Polygenic risk scores (PRS) and blood protein measurements can estimate personal risk for dozens of diseases more accurately than standard clinical information. The methods are promising but have limitations: they concern probabilities, not certainties, and accuracy is lower outside European populations.
Your DNA contains millions of small variations (also called 'variants') that together determine how large your risk of certain diseases is. The most widely used method to measure this is the polygenic risk score (PRS). It adds up the effects of sometimes more than a million of these variants into a single number. The higher that number, the greater your genetic risk. For heart disease (coronary artery disease), the top 20% of the score distribution was found to have a more than fourfold higher risk than the bottom 20% (PMID 30309464). For five common diseases simultaneously, including atrial fibrillation, type 2 diabetes, inflammatory bowel disease and breast cancer, such a score could identify 1 to 8 percent of the population with a more than threefold elevated risk (PMID 30104762).
An important limitation of this DNA method is that most scores have been built using data from people of European descent. For people with a different background, the scores are therefore less accurate and sometimes even misleading (PMID 31765077). Moreover, it always concerns probabilities, not certainties: a high PRS does not mean you will definitely develop the disease, and a low score does not rule it out.

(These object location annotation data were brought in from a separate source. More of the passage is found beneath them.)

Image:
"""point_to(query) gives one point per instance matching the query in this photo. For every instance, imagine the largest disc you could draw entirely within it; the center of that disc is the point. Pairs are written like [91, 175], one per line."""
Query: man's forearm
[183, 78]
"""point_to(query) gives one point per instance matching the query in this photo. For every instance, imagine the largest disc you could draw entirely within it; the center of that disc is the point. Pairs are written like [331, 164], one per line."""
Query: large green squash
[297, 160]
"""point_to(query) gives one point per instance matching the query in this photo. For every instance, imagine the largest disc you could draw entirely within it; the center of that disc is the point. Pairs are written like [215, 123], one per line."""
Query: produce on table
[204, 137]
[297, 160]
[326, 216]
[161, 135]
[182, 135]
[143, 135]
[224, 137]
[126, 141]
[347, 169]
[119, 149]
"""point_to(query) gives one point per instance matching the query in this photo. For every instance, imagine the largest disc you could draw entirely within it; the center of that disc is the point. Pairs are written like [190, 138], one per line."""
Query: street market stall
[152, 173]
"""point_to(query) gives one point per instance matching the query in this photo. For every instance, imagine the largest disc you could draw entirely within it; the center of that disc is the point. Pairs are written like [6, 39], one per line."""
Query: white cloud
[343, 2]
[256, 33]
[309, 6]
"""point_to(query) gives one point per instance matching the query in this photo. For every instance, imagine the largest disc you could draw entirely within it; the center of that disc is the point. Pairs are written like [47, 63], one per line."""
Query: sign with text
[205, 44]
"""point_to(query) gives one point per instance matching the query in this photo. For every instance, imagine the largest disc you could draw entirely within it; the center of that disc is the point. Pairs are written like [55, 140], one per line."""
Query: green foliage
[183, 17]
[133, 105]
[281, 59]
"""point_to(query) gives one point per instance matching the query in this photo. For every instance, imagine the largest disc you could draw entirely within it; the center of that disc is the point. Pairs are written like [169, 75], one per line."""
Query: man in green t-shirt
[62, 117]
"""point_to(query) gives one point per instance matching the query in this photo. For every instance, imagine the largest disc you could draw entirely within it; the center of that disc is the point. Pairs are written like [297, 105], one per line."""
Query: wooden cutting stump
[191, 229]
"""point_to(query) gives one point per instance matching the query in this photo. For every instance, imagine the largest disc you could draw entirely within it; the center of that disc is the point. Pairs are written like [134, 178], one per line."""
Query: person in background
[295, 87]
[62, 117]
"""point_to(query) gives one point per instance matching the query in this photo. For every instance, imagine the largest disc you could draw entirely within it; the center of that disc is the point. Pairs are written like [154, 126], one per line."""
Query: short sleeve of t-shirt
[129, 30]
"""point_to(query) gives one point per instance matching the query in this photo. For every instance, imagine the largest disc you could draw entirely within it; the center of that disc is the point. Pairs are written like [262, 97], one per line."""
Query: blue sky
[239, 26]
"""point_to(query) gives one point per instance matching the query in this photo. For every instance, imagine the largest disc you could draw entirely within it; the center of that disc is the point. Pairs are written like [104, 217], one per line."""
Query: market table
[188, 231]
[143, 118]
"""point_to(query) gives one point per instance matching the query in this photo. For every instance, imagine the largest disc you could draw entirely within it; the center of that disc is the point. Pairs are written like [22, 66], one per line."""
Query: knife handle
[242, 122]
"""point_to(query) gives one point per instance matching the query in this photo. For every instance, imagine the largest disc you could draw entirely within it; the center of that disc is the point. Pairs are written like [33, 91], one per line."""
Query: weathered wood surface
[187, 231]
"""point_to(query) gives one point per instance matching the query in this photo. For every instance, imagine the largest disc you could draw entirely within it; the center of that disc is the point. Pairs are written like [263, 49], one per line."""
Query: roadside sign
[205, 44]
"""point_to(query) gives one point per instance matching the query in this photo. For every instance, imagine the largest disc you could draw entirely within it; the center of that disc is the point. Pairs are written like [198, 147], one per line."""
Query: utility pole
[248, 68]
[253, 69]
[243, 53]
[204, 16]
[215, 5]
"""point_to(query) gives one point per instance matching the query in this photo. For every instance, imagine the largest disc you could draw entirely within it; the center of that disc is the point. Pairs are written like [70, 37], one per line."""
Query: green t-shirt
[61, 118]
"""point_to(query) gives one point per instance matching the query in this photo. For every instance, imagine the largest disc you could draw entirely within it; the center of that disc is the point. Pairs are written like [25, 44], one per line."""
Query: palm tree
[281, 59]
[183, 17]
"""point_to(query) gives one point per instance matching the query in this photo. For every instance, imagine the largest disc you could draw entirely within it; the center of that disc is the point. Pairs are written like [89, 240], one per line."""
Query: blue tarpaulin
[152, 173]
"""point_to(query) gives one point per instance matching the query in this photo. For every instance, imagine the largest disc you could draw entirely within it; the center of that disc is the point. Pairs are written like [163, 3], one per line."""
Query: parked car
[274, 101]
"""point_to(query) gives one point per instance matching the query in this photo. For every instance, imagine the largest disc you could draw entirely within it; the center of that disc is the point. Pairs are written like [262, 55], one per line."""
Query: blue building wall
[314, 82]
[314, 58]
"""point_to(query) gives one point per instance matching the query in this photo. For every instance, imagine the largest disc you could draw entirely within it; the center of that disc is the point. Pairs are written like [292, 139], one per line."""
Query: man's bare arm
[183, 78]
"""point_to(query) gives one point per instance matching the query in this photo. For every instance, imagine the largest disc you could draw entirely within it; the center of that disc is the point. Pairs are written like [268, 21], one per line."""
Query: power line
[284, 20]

Beyond purely genetic testing, there are also blood tests that measure proteins (proteomics). Proteins are the building blocks that your genes produce, and their presence in the blood reflects what is happening in your organs. A large-scale study showed that measuring 5 to 20 proteins could predict the 10-year risk of 67 different diseases better than standard clinical information alone, with an average improvement of 0.07 in predictive precision (PMID 39039249). A related method looks at which organs are ageing faster than expected based on protein profiles. Nearly 20% of people turn out to have one organ that is ageing at a strongly accelerated rate, which increases the risk of death by 20 to 50%. Accelerated heart ageing even gave a 250% greater risk of heart failure (PMID 38057571).
For people with type 2 diabetes, a protein model was built that could predict future heart disease with an accuracy (AUC) of 0.819, based on nine specific proteins associated with both diabetes and heart disease (PMID 40087642). This is an example of how proteins and genetics together provide a sharper picture than either does separately.
Finally, there is genomic testing in newborns, in which the complete DNA is read out to detect rare, serious single-gene mutations. This can be useful, but the interpretation is complex: by no means do all variants found have a clear meaning, and there are ethical questions about what to report back to parents when risks only become relevant later in life (PMID 30576641).
In summary: yes, from your DNA and via blood proteins you can get a reasonably good picture of your disease risks. But these are probabilities, not predetermined outcomes. The methods are strongest for heart disease and a handful of other common conditions, and least reliable in people of non-European descent. Blood protein measurements complement DNA analyses and can sometimes even outperform them for specific diseases.
Based on 7 claims with PMIDs: 30309464, 30104762, 31765077, 39039249, 38057571, 40087642, 30576641. Three claims have strong evidence quality (large cohort studies), two moderate, two moderate with ethical considerations. All findings are associative; none of the DNA/PRS methods has been proven causal in an interventional sense.